Aims/hypothesis: We examined whether analysis of lipids by ultra-performance liquid chromatography (UPLC) coupled to MS allows the development of a laboratory test for non-alcoholic fatty-liver disease (NAFLD), and how a lipid-profile biomarker compares with the prediction of NAFLD and liver-fat content based on routinely available clinical and laboratory data.

Methods: We analysed the concentrations of molecular lipids by UPLC-MS in blood samples of 679 well-characterised individuals in whom liver-fat content was measured using proton magnetic resonance spectroscopy ((1)H-MRS) or liver biopsy. The participants were divided into biomarker-discovery (n = 287) and validation (n = 392) groups to build and validate the diagnostic models, respectively.

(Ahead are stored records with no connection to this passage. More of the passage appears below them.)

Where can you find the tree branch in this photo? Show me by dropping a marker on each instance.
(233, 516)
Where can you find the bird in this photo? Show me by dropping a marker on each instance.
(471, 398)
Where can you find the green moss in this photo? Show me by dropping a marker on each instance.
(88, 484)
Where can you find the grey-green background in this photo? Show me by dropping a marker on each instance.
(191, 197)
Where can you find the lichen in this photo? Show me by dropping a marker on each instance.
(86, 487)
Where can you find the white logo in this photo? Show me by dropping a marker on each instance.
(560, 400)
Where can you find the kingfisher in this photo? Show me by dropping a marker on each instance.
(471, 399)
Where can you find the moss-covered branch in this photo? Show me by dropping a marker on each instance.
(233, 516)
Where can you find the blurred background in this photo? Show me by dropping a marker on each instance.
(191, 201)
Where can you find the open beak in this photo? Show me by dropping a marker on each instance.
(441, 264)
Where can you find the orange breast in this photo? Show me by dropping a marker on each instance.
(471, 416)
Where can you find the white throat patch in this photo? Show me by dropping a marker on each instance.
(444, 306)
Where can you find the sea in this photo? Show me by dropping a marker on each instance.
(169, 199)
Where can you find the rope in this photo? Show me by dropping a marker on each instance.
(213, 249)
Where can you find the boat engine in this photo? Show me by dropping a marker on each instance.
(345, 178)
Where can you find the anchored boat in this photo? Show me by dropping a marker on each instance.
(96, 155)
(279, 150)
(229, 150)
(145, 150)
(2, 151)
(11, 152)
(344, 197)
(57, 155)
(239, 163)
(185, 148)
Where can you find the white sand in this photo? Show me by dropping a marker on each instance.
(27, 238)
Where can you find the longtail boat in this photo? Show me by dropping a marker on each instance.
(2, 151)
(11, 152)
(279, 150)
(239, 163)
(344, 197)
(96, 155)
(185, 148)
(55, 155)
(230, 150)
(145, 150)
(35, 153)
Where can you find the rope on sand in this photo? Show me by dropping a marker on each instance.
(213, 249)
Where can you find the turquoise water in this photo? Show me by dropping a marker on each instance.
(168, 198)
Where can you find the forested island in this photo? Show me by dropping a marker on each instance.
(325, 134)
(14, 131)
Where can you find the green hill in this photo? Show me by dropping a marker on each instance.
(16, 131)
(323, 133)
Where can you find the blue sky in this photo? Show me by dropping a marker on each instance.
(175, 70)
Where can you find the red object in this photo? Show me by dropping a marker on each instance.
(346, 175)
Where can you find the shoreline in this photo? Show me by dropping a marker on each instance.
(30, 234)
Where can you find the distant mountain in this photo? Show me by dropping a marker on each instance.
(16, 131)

Results: Individuals with NAFLD had increased triacylglycerols with low carbon number and double-bond content while lysophosphatidylcholines and ether phospholipids were diminished in those with NAFLD. A serum-lipid signature comprising three molecular lipids ('lipid triplet') was developed to estimate the percentage of liver fat. It had a sensitivity of 69.1% and specificity of 73.8% when applied for diagnosis of NAFLD in the validation series. The usefulness of the lipid triplet was demonstrated in a weight-loss intervention study.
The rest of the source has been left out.